Dr. Susan Wente visits WFU biology class

The soon-to-be 14th president spoke to students about Aspartate transcarbamoylase

Students+were+able+to+ask+Wente+not+only+about+the+enzyme+they+are+studying+in+class%2C+but+also+her+vision+for+heading+up+the+university+as+a+woman+in+science.

Students were able to ask Wente not only about the enzyme they are studying in class, but also her vision for heading up the university as a woman in science.

Aine Pierre, News Editor

This past Saturday, March 14, Charles M. Allen Professor of Biology, Dr. Gloria Muday, was finalizing her lesson plan on Aspartate transcarbamoylase (all eight syllables of it), a catalyst that aids in the biosynthetic process, when a colleague sent her an email with the CV of Wake Forest’s incoming president, Dr. Susan Wente. Muday took a moment to glance at Wente’s CV, only to discover the very first publication listed was about no other enzyme than Aspartate transcarbamoylase.

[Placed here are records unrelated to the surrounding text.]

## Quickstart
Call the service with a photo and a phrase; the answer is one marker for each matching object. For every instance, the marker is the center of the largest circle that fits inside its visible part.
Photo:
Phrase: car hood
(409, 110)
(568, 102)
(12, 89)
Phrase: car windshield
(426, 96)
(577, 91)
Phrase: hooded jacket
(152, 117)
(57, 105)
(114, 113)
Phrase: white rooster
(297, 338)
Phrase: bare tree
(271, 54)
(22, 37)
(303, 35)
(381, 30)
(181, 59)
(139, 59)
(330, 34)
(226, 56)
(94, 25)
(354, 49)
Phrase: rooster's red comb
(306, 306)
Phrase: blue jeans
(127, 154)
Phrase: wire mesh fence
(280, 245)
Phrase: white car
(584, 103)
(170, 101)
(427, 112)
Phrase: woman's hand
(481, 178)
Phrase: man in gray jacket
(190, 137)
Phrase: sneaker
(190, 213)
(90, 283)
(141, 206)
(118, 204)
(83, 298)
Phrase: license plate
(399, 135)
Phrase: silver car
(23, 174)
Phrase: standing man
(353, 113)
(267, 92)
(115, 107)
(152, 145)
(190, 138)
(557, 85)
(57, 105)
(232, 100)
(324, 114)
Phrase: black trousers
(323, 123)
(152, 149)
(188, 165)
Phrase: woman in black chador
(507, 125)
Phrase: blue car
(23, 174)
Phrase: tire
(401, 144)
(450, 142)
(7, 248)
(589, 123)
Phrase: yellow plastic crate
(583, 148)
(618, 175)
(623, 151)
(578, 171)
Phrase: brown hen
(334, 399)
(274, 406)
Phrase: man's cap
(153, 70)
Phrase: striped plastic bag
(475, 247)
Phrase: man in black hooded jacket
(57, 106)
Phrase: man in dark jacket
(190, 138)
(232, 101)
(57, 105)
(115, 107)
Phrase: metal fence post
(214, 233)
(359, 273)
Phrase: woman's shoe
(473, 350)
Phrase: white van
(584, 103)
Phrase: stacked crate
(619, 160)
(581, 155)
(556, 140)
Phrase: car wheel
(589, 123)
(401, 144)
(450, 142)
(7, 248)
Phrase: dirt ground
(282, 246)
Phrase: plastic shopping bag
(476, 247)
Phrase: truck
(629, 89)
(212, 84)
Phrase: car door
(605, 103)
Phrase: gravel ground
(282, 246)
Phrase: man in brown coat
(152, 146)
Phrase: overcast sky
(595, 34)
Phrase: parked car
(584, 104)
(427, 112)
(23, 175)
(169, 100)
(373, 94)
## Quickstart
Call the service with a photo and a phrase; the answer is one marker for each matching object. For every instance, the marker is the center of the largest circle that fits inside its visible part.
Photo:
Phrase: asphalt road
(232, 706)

Muday sent a quick email to her department chair, asking if she could extend an invitation to Wente for her class scheduled for Tuesday, March 16.

That, in short, is the story of how students in Muday’s biology class scored a 30-minute, wide-ranging discussion with the soon-to-be 14th president of Wake Forest.

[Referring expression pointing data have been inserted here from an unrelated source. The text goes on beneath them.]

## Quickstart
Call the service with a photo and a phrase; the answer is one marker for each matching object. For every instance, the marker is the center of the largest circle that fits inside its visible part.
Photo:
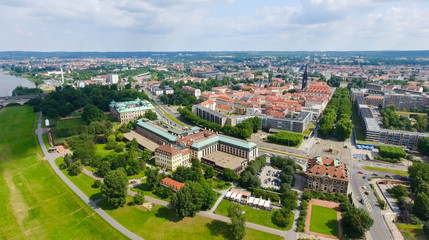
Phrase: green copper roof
(140, 105)
(159, 132)
(225, 140)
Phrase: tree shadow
(167, 213)
(219, 228)
(333, 226)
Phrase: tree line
(337, 113)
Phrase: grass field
(46, 140)
(324, 220)
(260, 217)
(82, 181)
(412, 232)
(76, 122)
(35, 203)
(101, 151)
(161, 223)
(397, 172)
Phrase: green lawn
(412, 232)
(397, 172)
(161, 223)
(260, 217)
(101, 151)
(46, 141)
(76, 122)
(82, 181)
(324, 220)
(35, 203)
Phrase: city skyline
(207, 25)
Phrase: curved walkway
(93, 204)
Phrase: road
(50, 157)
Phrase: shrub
(97, 184)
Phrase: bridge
(16, 99)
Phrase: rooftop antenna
(62, 76)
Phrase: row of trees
(63, 101)
(355, 221)
(339, 111)
(242, 130)
(391, 152)
(286, 138)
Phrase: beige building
(327, 175)
(170, 158)
(125, 112)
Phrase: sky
(213, 25)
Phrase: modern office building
(327, 175)
(169, 157)
(125, 112)
(113, 78)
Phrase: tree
(97, 184)
(423, 146)
(151, 115)
(421, 206)
(281, 217)
(92, 114)
(229, 175)
(398, 191)
(238, 221)
(76, 168)
(356, 222)
(114, 188)
(152, 176)
(344, 128)
(209, 172)
(104, 168)
(139, 198)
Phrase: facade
(375, 133)
(113, 78)
(406, 101)
(297, 124)
(170, 183)
(125, 112)
(327, 175)
(194, 91)
(168, 157)
(202, 144)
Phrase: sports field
(35, 203)
(324, 220)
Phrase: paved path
(258, 227)
(93, 204)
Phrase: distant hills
(380, 54)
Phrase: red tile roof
(172, 183)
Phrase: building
(376, 134)
(168, 90)
(327, 175)
(296, 124)
(125, 112)
(194, 91)
(113, 78)
(406, 101)
(170, 158)
(170, 183)
(374, 100)
(217, 150)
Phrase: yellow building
(170, 158)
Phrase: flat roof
(141, 140)
(171, 138)
(224, 160)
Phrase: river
(8, 83)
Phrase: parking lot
(270, 177)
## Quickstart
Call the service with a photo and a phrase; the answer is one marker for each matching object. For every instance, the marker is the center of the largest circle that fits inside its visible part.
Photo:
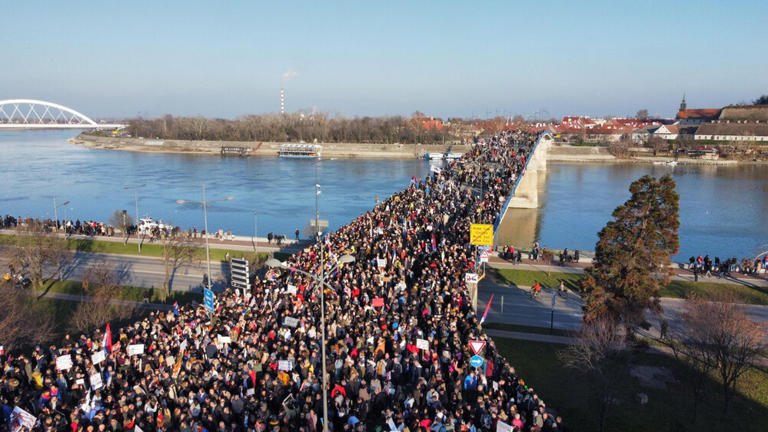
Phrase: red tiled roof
(699, 113)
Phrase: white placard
(98, 357)
(484, 255)
(64, 362)
(391, 424)
(21, 419)
(503, 427)
(422, 344)
(96, 382)
(135, 349)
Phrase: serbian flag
(107, 341)
(485, 314)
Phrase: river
(722, 208)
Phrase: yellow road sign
(481, 234)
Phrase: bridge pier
(519, 220)
(527, 192)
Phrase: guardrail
(517, 182)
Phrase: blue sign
(208, 298)
(476, 361)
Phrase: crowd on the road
(399, 322)
(705, 266)
(537, 253)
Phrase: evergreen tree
(632, 255)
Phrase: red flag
(485, 314)
(107, 341)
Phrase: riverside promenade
(399, 322)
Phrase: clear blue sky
(445, 58)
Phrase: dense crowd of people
(704, 265)
(399, 322)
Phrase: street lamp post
(56, 211)
(205, 203)
(344, 259)
(255, 232)
(136, 202)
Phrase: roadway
(513, 304)
(145, 272)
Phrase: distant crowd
(705, 266)
(399, 322)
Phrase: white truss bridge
(36, 114)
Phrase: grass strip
(676, 289)
(569, 392)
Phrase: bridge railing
(517, 182)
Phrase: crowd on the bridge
(399, 322)
(150, 231)
(705, 266)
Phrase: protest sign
(98, 357)
(64, 362)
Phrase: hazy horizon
(446, 59)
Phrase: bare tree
(101, 285)
(22, 322)
(177, 252)
(36, 250)
(620, 148)
(658, 145)
(599, 351)
(121, 218)
(718, 335)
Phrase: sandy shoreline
(557, 153)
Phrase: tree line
(296, 127)
(715, 339)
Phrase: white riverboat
(300, 151)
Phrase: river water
(722, 208)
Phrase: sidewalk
(117, 302)
(240, 243)
(578, 268)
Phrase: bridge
(518, 220)
(25, 114)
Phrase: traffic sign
(208, 299)
(481, 234)
(477, 346)
(476, 361)
(239, 273)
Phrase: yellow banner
(481, 234)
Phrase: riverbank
(567, 153)
(265, 149)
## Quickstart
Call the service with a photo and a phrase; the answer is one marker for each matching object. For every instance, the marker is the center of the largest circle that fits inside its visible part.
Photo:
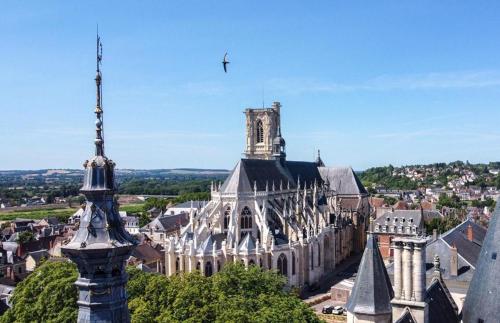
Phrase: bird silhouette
(225, 62)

“The students were able to ask her questions ranging from the biochemistry of that enzyme to her vision of running a university coming from a science background,” Muday said. “It was fun, in 30 minutes, to go from the nitty-gritty all the way up to the big picture.”

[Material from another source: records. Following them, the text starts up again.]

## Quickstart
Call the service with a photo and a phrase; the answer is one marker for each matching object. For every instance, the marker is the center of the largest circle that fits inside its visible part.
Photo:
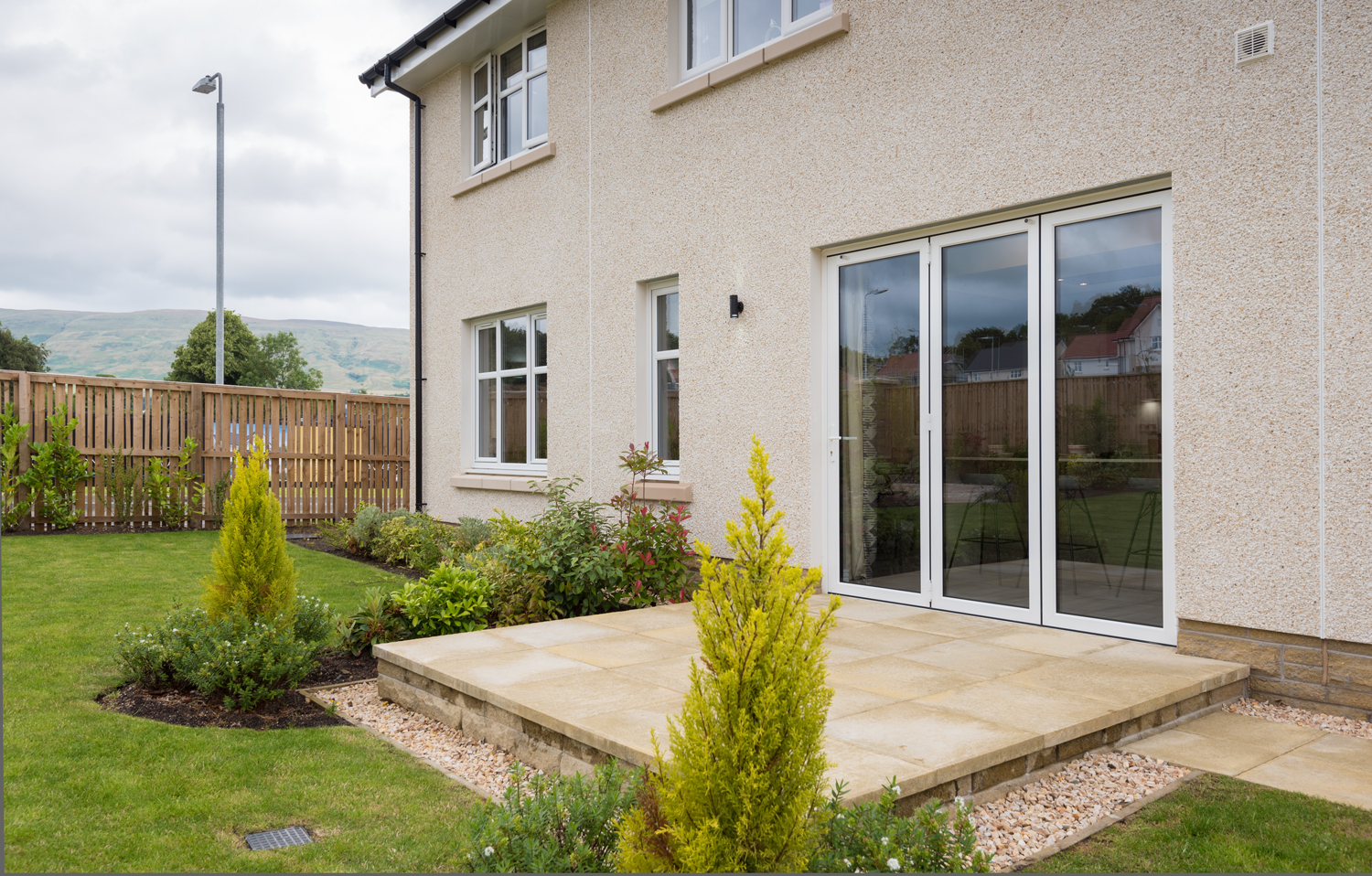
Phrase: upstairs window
(716, 30)
(509, 101)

The students were almost universally impressed with Wente.

“She is a great communicator,” said Muday, “and that spans from explaining how certain amino acids in a protein have a very important function all the way up to how the experiences that you get from being a research scientist really prepare you to do things like run a university.”

Students got to hear directly from Wente about how her experience with testing hypotheses, which could turn out to be wildly incorrect or extremely successful, shapes her attitude toward trying new things on the administrative side.

“Life is an experiment,” said Muday, paraphrasing Wente. “You have to try things, and when they work well, great! And when they don’t, you tweak things to make them work better.”

Muday’s class also heard from Wente about how the experience of running a lab and mentoring students has prepared her to work with students and teams as president of Wake Forest.

“When I realized the enormous energy I felt from building and creating environments to support others’ successes,” Wente told the Old Gold & Black in February, “serving as associate vice chancellor for research and senior associate dean for biomedical sciences and then provost was the logical next step.”

Wente, for her part, greatly enjoyed the experience.

“I am passionate about the student experience and it was a special treat to briefly engage with Dr. Muday and her students,” Wente said. “I discovered my love of scientific research in an undergraduate biochemistry lab and I was heartened to see a classroom of students pursuing this field of study.

Wente also signaled that she would be open to joining classes next fall and beyond.

“Although I wished I could be in person like [Muday’s class was], it was actually possible for me to join due to the virtual platform,” Wente said. “I am hoping and planning for in-person opportunities during the fall semester once I arrive on campus.”